Tiger Air: likely to see near term pressure on share price, following the divestment of shares by substantial sh/h, and news reports on flight cancellations due to pilot shortages. Tiger’s share price has fallen from a high of $2.24, after a disappointing set of 1QFYMar11 results and analyst downgrades. Price momentum is weak. Support at $1.90, resistance at $2.00…
Two substantial sh/h, Indigo Parners (a PE firm), and Ryanasia (unit of Ryan Air) have sold part of their equity interests in Tiger. Placement of 65.8m shares, or 12.3% of shares out, represents half of the combined stake of Indigo and Ryanasia prior to the sale, and was completed at $1.90/sh. The transaction is not unexpected, given both sh/h are pre-IPO investors, and likely to realize some gains after expiry of lock up...
Move could be positive in the longer term, as free float is increased, allowing for better trading liquidity. But negative in near term, due to concerns about share overhang…

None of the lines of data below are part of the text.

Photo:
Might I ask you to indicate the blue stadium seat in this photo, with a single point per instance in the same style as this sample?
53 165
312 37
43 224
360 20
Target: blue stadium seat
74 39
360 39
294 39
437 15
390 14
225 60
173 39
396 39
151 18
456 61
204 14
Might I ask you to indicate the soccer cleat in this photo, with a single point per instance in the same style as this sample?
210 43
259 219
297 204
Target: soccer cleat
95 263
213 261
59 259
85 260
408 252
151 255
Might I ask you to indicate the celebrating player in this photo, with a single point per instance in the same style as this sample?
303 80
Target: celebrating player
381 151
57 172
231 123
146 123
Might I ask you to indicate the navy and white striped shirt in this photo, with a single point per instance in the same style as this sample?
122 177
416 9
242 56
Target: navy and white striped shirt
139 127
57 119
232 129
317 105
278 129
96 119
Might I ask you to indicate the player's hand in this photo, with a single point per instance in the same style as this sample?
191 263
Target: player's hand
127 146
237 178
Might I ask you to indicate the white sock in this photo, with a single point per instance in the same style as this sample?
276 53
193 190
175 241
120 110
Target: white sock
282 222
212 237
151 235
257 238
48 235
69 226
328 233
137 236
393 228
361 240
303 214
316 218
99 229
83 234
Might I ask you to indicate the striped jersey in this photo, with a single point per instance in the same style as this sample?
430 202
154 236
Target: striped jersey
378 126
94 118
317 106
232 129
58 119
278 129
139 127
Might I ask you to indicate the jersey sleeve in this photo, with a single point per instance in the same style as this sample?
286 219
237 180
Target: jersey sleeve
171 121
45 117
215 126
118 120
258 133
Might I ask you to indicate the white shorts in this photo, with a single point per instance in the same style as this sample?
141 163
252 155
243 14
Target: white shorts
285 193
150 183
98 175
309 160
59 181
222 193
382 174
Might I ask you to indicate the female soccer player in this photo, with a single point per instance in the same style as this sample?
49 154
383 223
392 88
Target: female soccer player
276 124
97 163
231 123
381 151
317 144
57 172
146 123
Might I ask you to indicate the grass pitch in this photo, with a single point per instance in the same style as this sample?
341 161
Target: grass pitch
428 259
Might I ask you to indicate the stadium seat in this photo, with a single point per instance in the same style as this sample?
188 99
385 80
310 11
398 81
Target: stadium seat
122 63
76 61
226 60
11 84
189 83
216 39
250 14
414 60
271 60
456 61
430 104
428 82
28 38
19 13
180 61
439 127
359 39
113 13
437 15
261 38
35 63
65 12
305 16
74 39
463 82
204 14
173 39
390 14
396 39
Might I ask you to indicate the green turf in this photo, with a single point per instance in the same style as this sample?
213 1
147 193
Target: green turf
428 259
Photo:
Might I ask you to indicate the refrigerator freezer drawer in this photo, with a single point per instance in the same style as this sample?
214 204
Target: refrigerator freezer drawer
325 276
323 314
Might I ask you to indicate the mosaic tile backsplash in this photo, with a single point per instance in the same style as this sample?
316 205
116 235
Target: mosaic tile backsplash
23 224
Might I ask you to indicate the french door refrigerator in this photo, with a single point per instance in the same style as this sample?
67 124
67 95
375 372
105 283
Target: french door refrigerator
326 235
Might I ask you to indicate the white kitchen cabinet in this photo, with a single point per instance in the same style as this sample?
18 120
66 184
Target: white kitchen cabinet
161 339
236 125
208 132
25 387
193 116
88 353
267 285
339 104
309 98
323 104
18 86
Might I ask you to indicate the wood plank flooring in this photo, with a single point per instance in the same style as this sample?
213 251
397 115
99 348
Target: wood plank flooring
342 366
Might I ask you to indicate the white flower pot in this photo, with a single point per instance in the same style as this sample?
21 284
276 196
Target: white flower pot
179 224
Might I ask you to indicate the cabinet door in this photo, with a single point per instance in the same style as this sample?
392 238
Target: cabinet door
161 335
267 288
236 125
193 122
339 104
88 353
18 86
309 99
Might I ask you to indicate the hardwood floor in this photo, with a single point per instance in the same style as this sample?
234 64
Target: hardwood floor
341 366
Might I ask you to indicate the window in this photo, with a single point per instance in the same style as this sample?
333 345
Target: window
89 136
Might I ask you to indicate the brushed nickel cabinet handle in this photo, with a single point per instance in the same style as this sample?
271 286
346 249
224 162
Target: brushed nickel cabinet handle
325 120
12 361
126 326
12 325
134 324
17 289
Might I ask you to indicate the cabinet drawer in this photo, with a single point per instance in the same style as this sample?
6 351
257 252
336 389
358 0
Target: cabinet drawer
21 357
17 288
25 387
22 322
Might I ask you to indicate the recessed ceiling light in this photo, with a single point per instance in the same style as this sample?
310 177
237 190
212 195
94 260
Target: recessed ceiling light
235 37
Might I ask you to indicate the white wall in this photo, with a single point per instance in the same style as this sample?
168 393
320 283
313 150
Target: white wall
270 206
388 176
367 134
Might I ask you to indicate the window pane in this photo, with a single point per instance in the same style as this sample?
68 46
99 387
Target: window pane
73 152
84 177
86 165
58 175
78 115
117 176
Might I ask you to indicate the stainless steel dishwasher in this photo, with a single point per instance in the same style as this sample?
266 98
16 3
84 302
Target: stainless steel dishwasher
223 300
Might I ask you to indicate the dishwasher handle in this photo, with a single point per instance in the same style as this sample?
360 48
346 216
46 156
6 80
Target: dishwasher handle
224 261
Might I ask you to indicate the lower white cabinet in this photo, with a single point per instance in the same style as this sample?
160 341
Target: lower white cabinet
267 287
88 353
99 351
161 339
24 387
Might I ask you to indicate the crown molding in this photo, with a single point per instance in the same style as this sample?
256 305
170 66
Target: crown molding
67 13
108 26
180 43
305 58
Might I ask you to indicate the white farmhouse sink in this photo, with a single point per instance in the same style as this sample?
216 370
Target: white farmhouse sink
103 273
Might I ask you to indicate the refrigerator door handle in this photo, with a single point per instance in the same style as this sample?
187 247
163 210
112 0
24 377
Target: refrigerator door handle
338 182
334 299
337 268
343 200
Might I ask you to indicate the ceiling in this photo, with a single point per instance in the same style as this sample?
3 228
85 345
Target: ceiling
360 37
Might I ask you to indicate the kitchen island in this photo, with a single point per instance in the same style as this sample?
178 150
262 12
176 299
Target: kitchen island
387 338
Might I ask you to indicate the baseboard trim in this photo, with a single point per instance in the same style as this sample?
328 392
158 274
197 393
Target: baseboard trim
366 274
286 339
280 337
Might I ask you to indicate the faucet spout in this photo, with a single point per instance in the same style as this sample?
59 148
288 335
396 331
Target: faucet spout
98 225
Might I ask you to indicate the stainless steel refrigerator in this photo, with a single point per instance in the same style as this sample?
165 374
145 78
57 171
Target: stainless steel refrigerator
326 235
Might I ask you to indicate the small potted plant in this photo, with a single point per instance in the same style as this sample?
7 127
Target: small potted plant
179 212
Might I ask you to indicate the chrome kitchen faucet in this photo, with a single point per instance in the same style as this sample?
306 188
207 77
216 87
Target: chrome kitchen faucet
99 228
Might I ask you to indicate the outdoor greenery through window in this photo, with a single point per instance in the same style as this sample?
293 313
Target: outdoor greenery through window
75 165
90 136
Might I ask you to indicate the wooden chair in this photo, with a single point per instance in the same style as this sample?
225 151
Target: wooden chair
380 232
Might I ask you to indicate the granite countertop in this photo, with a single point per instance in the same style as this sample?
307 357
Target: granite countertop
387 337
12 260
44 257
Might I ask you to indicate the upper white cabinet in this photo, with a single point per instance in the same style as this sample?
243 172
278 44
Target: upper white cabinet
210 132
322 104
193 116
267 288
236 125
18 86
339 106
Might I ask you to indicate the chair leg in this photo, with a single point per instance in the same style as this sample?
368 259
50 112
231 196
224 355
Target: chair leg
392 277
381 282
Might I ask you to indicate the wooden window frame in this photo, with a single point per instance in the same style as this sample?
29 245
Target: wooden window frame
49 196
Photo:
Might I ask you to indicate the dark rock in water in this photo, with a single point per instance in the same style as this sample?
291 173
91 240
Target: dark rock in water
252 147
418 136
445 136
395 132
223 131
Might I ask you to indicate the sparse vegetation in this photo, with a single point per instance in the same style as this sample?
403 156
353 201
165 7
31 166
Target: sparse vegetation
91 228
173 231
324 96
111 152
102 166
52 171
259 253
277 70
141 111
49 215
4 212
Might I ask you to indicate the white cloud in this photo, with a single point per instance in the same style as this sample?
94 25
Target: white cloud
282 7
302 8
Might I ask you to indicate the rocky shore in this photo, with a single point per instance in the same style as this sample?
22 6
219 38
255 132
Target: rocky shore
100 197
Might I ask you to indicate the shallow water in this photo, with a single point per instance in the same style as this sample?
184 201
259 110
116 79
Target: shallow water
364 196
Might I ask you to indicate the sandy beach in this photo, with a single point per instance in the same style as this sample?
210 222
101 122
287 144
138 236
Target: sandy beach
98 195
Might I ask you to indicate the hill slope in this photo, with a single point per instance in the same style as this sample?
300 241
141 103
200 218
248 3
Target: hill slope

Also, Tiger has canceled at least 10 flights over the last 4 days, after losing more than 20 pilots in a wave of resignations in June, amidst an industry wide shortage of pilots. As a budget airline, Tiger is likely to feel the heat more than network carriers like SIA, as it would find it harder to hire, and wage costs as % of expenses are high as well. Expect higher wage costs (Tiger’s pilots earned 30% more in their new jobs) to hit bottom line.